Bu imtihanlar yaşamın ilk evresi olan bebeklikte başlar, zorluk derecesi yaş büyüdükçe doğru orantılı olarak artış gösterir
Bebek alkış çalmayı öğrendikten sonra hadi yavrum alkış çal görsünler deriz, bu aslında bebek için bir imtihandır. Biraz daha büyüdükten sonra öğrendiği şarkıyı söyleterek imtihana tâbi tutarız.
Bu imtihanlar zamanla zorlaşır. Okula başladıktan sonra öğrendiklerimizi sürekli başkalarına ispat etmeye çabalarız.
Bu ispatlarda çok iyi bildiğimiz konuları bile ufak bir dikkatsizlik sonucu veya o günkü ruh halimizle bağlantılı olarak doğru aktaramayabiliriz.
Okulda yapılan sınavlarda başarısız bile olsak dersin öğretmeni sınıf içindeki durumumuzu göz önüne alarak insiyatifini kullanabilir
Lisedeyken fizik dersine karşı ilgili ve başarılıydım. Derste ilgili ve sorgulayan bir öğrenci olmama rağmen ilk iki sınavda 10 üzerinden 4 aldım. Dersin öğretmeni ikinci sınavın sonunda beni çağırdı ve niye çalışmadığımı sordu. Çünkü derste problemleri çözmeme rağmen sınavlarda başarısızdım. Son sınavda 7 aldım, öğretmenimde karneme 7 notunu verdi. ıki sınavın başarısız olduğumu göstermesine rağmen öğretmenim öyle olmadığını bildiğinden uyardı ve notumun yükselmesini sağladı.
Fakat üniversite giriş sınavlarında böyle bir insiyatif kullanılmamakta. Bunun neticesinde de lise hayatı sınava hazırlanma sürecinde kaybolup gitmekte.
Elbetteki sınava tâbi tutulmadan bir yerlere gelmek olmaz .Ama okul derslerini öğrenmeden sınava odaklanan çocuklar çok fazla strese maruz kalmaktalar.
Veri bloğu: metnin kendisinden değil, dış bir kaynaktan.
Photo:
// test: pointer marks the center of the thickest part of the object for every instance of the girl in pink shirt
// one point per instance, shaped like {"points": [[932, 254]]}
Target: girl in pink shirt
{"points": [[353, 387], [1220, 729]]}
Yaşları itibariyle zaten zor bir dönem geçiren çocukların omzuna hep lise öğrenim hayatı hem de üniversite giriş sınavları yükü yüklenmekte .
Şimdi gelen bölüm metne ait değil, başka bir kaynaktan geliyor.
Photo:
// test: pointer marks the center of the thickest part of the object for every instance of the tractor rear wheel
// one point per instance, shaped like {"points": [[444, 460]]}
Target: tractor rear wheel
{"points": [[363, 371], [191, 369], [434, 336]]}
şimdi geriye dönüp baktığımda lise hayatında birçok bilgiyi kaçırdığımın farkına varıyorum. Örneğin divan edebiyatını sevmemiş ve öğrenmek istememiştim. Oysa ki edebiyat dersinde onun ruhunu, ahengini bize öğretselerdi de tüm öğrenciler öğrenebilseydi.
Lisede okutulan dersler sınava yönelik değil de öğretmeye yönelik anlatılsa, her ders yılının sonunda sınav yapılsa daha verimli olur.
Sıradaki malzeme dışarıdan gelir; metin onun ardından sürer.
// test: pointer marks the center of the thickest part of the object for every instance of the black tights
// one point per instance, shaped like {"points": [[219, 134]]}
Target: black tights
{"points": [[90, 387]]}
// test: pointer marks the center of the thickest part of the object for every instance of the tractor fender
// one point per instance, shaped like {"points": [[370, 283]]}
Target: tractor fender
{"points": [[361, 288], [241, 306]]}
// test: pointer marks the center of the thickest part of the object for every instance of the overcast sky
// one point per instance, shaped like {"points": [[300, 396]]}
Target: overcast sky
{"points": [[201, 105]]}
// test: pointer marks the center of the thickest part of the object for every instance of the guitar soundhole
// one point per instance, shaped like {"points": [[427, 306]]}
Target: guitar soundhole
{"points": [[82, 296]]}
Üniversiteye yerleştirmede de yıl sonunda yapılan sınavlar ve ders notları dikkate alınarak yerleştirme yapılsa, öğrenciler daha bilgili mezun olurlar.
Lisede öğretilen tüm konular hayatta bilinmesi gereken bilgileri içermekte. Kaç öğrenci öğrenerek liseden mezun olmakta .Türk ve dünya yazarlarını tanımadan, çok bilinen matematik ve fizik kurallarını bilmeden mezun olan birçok öğrenci var.
Öğrencilerin lise hayatlarını sınava odaklı yaşamaları herkes için önemli bir kayıp. Liseden mezun olan ama cahil bir diplomalı toplum olma yolunda ilerliyoruz.
Refah düzeyi yüksek, iş imkânları çok olan bir toplum istiyorsak eğitim ve öğretim kurumlarımıza daha fazla önem vermeliyiz. Geçmiş yıllarda liseden mezun olan insanlar daha kültürlü ve bilgiliydiler.
Seçim arefesinde olan ülkemizin bu konuyla çok ilgilenmesi lazım. Bu konuda daha itinalı çalışmalar yapıp, fikirler üretmeli ve bu fikirleri uygulamaya geçirmeliyiz.
Eğitimi daha bilinçli yapılan bir ülke olmamız dileğiyle.
Haftanın Sözü: Tahsil ve terbiyesi mükemmel olan bir toplumun idare edilmesi kolay, fakat esir edilmesi zordur.